Given $a,b,c$ are non-negative number satisfy $a+b+c=1$. Find the value of maximize $$B=ab+bc+ca-3abc$$
\begin{align}B&=(a+b+c)(ab+bc+ca)-3abc\\ &=a^2(b+c)+b^2(a+c)+c^2(a+b)\\ &=a^2(1-a)+b^2(1-b)+c^2(1-c)\end{align}
If $a=b=c=\frac{1}{3} \Rightarrow B_{max}=\frac{2}{9} $
We need $\sum_{cyc} a^2-\sum_{cyc}a^3 \le \frac{2}{9}$
$\Rightarrow (\sum_{cyc}a^2-\frac{1}{3})(\sum_{cyc}a^2-\frac{2}{3})\ge 0$
The last inequality seem wrong because It is possibly $a^2+b^2+c^2\le \frac{2}{3}$, help me !
Notice that
\begin{align*} \frac{1}{4}-B &= \frac{1}{4}(a+b+c)^3 - \sum_{perm}a^2 b \\ &= \frac{1}{4}\sum_{cyc} a^3 - \frac{1}{4} \sum_{perm} a^2b + \frac{6}{4}abc \\ &= \frac{1}{4}\left( \sum_{cyc} a(a-b)(a-c) \right) + \frac{3}{4}abc. \end{align*}
The first term is $\geq 0$ by the Schur's inequality, and the second term is obviously $\geq 0$. So the entire quantity is $\geq 0$ and we have $B \leq \frac{1}{4}$.
Finally, plugging $(a,b,c) = (\frac{1}{2}, \frac{1}{2}, 0)$ gives $B = \frac{1}{4}$ and therefore $B_{\max} = \frac{1}{4}$.

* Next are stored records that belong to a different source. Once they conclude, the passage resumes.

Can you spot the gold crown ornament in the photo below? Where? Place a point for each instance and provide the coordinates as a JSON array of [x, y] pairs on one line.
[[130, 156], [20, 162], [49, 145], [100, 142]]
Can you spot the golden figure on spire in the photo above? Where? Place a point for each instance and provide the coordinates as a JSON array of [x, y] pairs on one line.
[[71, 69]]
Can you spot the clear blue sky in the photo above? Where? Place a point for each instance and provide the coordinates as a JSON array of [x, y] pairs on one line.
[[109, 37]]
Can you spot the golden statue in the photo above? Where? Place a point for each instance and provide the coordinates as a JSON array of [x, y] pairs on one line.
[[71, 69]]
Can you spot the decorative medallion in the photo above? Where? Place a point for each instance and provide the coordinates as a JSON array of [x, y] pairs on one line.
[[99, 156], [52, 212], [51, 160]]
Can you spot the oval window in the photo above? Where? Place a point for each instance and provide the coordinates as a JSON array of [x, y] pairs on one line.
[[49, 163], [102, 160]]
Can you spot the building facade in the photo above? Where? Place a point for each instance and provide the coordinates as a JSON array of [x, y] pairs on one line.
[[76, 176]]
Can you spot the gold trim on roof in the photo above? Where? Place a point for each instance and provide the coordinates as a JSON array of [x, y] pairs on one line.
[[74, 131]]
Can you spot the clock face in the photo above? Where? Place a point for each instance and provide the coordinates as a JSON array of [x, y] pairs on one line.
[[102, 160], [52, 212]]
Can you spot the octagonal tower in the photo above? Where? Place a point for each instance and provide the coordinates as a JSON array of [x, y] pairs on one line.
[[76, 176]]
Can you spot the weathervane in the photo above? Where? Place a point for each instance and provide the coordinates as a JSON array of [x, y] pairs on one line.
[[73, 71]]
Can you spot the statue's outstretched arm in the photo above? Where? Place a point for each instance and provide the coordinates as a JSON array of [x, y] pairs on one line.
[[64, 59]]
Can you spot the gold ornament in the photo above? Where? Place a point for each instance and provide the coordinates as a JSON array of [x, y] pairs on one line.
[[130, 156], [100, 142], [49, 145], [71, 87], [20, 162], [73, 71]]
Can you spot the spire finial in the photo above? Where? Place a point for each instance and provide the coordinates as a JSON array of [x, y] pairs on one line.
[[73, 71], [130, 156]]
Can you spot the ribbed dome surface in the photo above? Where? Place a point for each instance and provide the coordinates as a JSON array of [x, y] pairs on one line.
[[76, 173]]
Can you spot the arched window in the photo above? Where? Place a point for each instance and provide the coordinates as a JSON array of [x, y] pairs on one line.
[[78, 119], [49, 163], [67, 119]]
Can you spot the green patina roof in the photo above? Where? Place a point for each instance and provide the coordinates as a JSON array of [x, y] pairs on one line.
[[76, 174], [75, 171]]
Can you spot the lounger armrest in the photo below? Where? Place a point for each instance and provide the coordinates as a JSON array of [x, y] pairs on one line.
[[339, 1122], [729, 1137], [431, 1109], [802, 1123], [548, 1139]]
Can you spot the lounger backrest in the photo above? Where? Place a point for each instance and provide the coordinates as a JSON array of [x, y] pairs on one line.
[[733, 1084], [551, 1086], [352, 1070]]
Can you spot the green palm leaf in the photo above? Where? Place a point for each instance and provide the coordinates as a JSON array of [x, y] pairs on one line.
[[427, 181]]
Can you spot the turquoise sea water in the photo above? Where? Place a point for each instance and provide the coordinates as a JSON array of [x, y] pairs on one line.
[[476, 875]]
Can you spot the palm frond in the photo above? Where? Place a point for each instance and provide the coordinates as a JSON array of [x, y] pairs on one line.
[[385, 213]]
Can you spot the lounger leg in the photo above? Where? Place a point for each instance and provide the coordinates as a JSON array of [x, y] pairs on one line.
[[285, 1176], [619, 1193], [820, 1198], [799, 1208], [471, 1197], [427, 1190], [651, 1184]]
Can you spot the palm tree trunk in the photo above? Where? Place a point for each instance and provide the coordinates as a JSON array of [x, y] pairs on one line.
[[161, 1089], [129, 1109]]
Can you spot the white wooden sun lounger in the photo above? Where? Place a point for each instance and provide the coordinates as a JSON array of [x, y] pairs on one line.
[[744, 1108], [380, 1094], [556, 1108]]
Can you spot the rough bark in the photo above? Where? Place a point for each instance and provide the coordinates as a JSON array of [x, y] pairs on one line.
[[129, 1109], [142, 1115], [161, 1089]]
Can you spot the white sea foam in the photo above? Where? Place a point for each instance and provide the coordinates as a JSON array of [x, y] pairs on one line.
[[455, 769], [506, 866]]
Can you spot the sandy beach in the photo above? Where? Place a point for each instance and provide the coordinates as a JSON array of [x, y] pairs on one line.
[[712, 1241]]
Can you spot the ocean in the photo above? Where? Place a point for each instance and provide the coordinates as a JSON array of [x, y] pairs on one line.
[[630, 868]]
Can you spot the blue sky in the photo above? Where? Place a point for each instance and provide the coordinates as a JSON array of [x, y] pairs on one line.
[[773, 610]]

Here is an unnecessarily and excessively complicated solution:
Consider the hyperplane $H$ in $\Bbb{R}^3$ defined by the equation $a+b+c = 1$. We identify $H$ with $\Bbb{R}^2$. Then the 2D-Laplaican $\Delta_H$ on $H$ can be expressed in terms of the coordinates of $\Bbb{R}^3$ as:
$$ \Delta_H f(a,b,c) = \frac{2}{3}\left( \frac{\partial^2f}{\partial a^2} + \frac{\partial^2f}{\partial b^2} + \frac{\partial^2f}{\partial c^2} - \frac{\partial^2f}{\partial a \partial b} - \frac{\partial^2f}{\partial b \partial c} - \frac{\partial^2f}{\partial c \partial a} \right). $$
Now it is just an easy computation to check that
$$ \Delta_H B = 2(a+b+c-1) = 0. $$
Thus $B$ is harmonic on $H$. Let $\Omega = \{(a,b,c) \in H : a,b,c \geq 0 \}$. Then by the maximum principle, the maximum of $B$ is achieved on the boundary $\partial \Omega$. First, along the boundary with $c = 0$ we have
$$ B(a, 1-a, 0) = a(1-a) \leq \frac{1}{4} \quad \text{with equality iff} \quad a = \frac{1}{2}. $$
By the obvious symmetry, similar observations are true along other boundary segments. Therefore $B_{\max} = \frac{1}{4}$ and this is achieved exactly at 3 points $(\frac{1}{2},\frac{1}{2},0)$, $(\frac{1}{2},0,\frac{1}{2})$, $(0,\frac{1}{2},\frac{1}{2})$.